Third-person objective narrative point of view's strength is that it initiates introductions, quickly drops a narrator into the background, and glides into a focal character's point of view as soon as possible. An opening sentence invariably introduces a narrative point of view. But then slips into a character's point of view right away. How to accomplish that with this opening, I don't know. There's too many possibilities I'm projecting from limited information.
The foremost purpose of an opening is introducing a reader to a story. I don't have any grounding on what the story is or an anchoring center upon which to fixate, like a character's predicament, or a conflict (diametrically opposing forces, like life and death, good and evil, acceptance and rejection); an initial antagonism compelling desire and change, and opposing purpose; a causal train of circumstances, a sympathy-induced or suspense-induced initiation of tension, a clash of characters, a collision of circumstances, a secret anxiety, an internal truth, or an intimate feeling, etc. There are hints of possibilities, but not detailed enough for me to suggest what direction to take or method to use.

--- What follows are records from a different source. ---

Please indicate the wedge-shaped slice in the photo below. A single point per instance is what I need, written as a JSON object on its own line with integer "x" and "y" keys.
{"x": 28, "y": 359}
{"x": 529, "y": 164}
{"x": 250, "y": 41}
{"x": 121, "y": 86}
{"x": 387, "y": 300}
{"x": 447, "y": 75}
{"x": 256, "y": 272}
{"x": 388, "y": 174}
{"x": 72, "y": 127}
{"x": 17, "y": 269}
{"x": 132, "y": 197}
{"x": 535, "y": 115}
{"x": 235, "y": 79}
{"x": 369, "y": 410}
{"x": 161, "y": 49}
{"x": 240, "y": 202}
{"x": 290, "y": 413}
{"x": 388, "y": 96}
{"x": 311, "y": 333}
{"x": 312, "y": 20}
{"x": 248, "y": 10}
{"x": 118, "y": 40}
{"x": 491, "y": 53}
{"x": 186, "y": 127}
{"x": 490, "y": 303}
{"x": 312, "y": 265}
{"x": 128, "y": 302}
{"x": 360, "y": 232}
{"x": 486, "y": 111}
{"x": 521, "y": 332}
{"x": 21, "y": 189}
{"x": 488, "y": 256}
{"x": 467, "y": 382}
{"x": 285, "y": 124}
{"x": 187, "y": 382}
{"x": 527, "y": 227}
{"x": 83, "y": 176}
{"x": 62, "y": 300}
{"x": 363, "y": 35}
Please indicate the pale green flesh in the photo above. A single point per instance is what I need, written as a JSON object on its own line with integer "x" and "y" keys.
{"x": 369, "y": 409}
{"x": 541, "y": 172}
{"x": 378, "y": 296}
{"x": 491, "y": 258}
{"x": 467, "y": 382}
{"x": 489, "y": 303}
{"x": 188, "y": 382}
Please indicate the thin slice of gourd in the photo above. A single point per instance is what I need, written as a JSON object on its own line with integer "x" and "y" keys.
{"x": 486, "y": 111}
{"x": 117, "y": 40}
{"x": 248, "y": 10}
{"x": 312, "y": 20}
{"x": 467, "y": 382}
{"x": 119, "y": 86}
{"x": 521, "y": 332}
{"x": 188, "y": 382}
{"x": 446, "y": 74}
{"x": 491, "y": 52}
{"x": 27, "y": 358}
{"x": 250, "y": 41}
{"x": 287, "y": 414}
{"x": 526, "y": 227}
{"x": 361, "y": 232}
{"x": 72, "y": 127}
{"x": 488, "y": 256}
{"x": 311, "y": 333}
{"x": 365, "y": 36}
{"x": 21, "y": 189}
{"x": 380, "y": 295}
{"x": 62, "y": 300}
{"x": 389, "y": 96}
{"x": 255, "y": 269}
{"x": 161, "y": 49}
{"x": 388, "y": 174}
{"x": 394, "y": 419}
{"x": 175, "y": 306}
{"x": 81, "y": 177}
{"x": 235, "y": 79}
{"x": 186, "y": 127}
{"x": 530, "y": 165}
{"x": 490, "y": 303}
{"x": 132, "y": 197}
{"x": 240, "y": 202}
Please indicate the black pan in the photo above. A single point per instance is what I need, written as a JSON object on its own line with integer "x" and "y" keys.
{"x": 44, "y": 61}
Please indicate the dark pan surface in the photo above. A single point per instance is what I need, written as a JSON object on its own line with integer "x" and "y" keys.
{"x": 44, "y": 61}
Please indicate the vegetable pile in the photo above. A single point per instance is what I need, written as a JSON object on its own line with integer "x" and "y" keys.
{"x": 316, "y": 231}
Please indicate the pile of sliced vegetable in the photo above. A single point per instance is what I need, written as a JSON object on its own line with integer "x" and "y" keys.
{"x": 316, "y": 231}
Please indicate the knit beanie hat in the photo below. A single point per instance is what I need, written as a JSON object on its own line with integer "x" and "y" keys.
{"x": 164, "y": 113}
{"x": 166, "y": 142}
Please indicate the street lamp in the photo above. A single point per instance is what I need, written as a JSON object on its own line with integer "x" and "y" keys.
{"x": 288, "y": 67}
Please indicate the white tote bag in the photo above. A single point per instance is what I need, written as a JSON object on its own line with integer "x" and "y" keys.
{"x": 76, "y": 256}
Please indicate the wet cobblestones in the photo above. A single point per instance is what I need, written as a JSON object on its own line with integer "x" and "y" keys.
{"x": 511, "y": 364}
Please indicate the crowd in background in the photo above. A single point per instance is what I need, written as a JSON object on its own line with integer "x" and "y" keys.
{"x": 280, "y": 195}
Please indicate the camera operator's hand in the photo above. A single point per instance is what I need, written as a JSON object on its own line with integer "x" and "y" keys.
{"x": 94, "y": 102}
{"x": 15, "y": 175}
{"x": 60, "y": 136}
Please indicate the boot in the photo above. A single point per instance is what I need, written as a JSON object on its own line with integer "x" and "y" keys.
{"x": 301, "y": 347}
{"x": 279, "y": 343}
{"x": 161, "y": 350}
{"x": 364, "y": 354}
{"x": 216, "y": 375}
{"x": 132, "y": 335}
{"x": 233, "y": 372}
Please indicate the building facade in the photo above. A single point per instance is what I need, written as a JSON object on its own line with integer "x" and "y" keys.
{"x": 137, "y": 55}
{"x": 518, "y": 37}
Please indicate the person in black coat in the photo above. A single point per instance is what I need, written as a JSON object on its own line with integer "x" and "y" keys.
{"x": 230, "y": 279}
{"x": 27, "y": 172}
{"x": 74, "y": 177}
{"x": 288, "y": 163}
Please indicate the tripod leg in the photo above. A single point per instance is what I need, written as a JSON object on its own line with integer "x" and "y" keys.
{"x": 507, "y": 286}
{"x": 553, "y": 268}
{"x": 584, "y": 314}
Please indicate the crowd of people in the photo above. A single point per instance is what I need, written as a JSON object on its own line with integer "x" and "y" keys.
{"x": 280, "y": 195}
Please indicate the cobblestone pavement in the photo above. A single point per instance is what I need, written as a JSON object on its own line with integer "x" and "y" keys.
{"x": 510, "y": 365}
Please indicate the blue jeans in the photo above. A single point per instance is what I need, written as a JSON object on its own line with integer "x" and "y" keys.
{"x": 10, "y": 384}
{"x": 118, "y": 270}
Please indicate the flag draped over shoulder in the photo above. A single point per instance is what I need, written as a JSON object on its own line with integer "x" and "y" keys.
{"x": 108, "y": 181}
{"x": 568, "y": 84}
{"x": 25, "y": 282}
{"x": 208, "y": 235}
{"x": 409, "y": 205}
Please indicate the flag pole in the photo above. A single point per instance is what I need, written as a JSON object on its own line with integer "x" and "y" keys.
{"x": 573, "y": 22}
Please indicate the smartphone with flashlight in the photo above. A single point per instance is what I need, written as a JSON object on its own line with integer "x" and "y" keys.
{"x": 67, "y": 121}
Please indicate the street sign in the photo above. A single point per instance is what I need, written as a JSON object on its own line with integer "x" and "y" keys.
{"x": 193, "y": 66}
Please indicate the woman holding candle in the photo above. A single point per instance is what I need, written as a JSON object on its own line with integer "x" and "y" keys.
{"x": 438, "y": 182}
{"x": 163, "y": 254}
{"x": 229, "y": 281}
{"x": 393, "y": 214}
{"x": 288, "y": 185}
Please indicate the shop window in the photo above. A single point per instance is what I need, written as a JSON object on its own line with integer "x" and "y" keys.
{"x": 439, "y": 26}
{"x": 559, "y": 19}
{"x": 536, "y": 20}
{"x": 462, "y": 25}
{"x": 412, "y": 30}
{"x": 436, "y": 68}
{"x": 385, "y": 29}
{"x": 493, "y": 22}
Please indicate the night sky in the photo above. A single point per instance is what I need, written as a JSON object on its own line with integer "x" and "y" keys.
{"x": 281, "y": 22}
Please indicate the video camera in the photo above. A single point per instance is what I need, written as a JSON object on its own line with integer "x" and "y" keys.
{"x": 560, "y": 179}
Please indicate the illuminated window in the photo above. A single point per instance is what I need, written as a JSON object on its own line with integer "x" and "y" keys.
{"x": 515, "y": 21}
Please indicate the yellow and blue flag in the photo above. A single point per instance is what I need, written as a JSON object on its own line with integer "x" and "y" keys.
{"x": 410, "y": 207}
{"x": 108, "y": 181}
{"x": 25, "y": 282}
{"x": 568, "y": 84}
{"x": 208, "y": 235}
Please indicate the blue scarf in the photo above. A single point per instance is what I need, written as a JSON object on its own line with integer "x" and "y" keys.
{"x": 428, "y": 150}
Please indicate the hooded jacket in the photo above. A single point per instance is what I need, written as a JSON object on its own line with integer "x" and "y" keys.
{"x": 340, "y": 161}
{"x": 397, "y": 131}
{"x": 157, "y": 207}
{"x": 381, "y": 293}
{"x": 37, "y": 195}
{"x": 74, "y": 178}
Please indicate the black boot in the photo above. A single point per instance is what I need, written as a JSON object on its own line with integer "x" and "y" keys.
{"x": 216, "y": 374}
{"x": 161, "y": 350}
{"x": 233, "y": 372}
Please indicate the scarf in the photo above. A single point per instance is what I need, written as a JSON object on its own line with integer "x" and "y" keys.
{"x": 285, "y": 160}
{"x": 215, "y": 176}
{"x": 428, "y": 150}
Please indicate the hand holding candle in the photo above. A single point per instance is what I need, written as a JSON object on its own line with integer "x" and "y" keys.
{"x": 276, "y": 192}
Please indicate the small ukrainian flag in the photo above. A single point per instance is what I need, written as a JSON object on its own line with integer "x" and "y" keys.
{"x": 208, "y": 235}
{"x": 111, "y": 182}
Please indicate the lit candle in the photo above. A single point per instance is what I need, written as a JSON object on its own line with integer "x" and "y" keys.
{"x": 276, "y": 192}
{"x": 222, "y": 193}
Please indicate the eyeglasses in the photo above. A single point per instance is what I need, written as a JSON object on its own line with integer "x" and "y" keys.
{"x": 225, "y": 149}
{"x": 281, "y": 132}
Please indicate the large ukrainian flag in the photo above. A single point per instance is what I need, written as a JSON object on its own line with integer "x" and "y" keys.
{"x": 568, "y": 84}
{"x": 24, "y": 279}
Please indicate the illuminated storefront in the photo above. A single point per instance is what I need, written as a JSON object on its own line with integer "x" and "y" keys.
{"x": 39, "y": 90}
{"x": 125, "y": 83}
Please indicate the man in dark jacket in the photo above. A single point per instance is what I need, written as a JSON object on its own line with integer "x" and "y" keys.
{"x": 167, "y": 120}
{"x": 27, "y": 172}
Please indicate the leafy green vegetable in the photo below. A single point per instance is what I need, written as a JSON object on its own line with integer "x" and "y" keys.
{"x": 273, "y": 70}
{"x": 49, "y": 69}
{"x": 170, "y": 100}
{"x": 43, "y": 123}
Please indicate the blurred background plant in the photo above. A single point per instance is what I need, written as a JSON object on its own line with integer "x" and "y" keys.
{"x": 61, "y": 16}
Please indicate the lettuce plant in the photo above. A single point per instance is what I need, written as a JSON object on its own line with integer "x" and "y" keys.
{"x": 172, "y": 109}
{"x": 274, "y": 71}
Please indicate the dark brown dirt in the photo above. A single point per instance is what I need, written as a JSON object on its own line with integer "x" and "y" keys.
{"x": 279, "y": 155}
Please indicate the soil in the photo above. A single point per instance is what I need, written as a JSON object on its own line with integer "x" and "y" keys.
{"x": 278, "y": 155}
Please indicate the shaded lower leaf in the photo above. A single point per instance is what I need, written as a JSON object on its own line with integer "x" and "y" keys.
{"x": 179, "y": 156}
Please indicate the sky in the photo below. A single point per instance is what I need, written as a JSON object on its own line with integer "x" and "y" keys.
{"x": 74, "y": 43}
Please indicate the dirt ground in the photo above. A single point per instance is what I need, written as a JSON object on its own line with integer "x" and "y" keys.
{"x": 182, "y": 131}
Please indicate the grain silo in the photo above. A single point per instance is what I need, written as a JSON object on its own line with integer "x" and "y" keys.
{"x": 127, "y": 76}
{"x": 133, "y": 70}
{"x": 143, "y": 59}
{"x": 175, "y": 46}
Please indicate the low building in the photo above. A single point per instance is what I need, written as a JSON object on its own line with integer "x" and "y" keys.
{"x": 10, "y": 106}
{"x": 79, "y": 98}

In fiction, the opening is helped by the tableau, but the elements to move readers forward also include character and a hook. The purpose is to grab you by the collar and put you in the scene with the main character, not to have you view the tableau from behind a see-through mirror.
There are a lot of ways to skin this cat, but the key thing is to conentrate on getting the reader into the story. Who is the main character is it the uniformed grey-eyed fellow, the man pleading or someone else? What's the next action? What's at stake? Will there be an altercation out on the street? What's going to keep me interesting in moving on with the story?
[This message has been edited by Owasm (edited May 08, 2009).]
If it's the man in uniform, what is he thinking? How does this affect him? Is it a mystery he's going to have to solve? Is it an annoyance that's holding him back from something else he needs/wants to do?
If it's someone else, most of the same questions apply.
Instead of showing us the scene as a snapshot, show us how someone, preferably the MC, thinks or feels about the scene. That way we get to start to know who the main character is.